For several reasons, it is gratifying that the editors of this distinguished journal, when composing an edition on the topic of environmental challenges facing Israelis and Palestinians, have decided to include articles focusing on these issues from various religious and cultural perspectives. First, political discourse too often ignores, or tries to sidestep, differences in world views and cultural values, in particular affairs of the spirit, in favor of technical details of policy-making. This is especially true regarding environmental issues. Yet it cannot be emphasized too strongly that the environmental crisis will not be solved with a technological quick-fix - that it is fundamentally a crisis of values, of how we see the world and our place in it. And these are precisely the questions that religion and culture have been asking since the dawn of human history.

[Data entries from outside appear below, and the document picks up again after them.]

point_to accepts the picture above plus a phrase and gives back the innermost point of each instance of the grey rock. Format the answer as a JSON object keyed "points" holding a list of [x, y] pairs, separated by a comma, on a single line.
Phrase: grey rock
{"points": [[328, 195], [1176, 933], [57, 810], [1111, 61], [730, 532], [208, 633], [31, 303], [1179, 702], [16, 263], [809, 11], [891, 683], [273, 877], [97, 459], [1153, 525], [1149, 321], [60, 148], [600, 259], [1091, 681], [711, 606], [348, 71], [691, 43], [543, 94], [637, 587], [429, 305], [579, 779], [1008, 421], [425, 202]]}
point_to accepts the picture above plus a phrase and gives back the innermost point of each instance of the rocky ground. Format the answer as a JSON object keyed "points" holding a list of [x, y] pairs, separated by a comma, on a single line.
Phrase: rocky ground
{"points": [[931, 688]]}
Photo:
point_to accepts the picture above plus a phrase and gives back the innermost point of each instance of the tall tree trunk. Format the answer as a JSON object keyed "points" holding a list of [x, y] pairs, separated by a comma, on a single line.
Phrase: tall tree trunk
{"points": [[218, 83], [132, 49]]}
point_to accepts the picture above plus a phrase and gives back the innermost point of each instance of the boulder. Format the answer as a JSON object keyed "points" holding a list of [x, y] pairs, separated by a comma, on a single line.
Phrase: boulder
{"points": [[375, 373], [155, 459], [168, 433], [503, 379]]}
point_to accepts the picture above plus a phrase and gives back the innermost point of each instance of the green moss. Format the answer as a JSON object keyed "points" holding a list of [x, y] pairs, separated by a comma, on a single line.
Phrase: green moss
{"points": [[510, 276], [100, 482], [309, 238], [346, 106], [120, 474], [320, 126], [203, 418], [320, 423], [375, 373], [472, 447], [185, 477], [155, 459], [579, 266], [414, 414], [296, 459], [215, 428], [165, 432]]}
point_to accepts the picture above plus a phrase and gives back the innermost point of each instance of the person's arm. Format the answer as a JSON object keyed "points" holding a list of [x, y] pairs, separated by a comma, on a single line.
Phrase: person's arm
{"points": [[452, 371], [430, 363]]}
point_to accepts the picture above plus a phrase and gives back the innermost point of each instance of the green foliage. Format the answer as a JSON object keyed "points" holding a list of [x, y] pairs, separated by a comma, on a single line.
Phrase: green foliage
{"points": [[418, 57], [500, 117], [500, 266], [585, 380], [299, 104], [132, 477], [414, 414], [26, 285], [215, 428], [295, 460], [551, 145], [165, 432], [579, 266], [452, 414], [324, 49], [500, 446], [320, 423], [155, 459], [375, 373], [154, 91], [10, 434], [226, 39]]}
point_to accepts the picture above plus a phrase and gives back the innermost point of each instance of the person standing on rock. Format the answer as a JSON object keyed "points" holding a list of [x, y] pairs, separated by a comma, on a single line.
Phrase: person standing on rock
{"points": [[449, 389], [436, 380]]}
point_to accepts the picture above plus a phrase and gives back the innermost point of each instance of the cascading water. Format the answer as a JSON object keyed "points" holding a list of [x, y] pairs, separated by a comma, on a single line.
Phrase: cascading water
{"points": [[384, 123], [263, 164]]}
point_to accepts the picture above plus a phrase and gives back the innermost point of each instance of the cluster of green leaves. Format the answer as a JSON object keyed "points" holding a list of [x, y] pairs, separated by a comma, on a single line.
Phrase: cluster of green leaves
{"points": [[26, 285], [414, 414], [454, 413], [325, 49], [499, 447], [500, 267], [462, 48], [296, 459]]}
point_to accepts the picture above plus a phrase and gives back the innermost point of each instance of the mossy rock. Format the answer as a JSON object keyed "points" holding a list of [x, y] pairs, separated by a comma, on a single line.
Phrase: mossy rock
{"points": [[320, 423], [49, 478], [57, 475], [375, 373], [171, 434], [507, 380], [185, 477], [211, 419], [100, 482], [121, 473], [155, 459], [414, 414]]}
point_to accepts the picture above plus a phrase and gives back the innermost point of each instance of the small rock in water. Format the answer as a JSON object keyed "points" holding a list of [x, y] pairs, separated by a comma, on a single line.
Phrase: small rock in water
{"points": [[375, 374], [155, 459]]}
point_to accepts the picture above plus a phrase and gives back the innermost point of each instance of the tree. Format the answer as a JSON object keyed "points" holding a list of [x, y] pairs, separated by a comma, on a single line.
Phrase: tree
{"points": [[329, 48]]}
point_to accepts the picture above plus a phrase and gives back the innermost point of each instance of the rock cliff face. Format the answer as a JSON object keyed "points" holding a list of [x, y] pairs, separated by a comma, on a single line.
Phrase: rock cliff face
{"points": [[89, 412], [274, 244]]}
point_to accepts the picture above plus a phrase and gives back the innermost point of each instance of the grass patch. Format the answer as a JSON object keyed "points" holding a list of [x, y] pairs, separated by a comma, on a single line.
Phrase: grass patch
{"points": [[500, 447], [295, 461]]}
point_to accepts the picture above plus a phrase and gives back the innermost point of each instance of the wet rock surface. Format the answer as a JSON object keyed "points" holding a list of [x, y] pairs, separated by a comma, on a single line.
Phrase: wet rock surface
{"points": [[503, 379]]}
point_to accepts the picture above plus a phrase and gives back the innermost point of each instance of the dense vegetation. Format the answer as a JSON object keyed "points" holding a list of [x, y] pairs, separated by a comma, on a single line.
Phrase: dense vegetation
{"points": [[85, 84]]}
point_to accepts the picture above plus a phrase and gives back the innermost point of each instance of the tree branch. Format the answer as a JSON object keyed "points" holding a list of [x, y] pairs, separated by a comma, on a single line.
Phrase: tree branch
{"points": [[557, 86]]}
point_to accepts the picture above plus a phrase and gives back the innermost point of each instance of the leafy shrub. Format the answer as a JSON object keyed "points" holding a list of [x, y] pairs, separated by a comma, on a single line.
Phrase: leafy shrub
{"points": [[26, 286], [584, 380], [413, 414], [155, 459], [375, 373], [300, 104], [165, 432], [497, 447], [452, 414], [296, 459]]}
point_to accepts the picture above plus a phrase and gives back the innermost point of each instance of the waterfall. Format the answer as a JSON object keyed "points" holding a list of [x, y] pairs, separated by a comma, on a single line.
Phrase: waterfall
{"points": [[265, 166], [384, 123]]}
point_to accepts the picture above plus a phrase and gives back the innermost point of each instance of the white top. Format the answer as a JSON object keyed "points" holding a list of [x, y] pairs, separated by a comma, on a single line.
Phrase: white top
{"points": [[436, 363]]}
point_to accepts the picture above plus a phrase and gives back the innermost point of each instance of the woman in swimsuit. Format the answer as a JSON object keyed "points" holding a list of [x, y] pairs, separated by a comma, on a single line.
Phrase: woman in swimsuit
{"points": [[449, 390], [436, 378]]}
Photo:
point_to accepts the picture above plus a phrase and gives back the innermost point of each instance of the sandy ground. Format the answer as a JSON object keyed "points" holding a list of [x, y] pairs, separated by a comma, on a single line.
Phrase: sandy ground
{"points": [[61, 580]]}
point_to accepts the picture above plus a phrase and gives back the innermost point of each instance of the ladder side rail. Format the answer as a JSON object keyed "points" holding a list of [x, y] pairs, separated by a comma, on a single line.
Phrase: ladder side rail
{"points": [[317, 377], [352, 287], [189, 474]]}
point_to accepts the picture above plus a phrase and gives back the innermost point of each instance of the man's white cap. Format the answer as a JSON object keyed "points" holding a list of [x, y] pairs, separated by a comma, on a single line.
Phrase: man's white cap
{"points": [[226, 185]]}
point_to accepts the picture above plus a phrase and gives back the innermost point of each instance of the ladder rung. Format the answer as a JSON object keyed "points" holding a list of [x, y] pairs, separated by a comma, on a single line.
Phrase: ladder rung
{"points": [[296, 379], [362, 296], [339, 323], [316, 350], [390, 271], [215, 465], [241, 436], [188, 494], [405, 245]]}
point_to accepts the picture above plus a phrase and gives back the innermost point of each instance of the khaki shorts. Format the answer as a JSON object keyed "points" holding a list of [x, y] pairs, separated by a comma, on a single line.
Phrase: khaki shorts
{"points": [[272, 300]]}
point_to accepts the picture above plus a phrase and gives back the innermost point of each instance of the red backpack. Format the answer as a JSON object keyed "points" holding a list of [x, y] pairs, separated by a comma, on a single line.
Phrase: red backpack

Not only have modernity, science and technology not obviated the need for clarifying these fundamental issues, they have made it an urgent necessity. Since religion and culture are the stuff of difference between us, conventional wisdom would have us avoid, or bracket, these explosive areas if we are to achieve peaceful coexistence. However, exactly the opposite is true: real coexistence can only come from confronting our differences openly, honestly, and generously. Moreover, it is my belief that not only do we have much to learn from one another, from our differences, but also that we will discover that we have much of importance in common, around which we can unite.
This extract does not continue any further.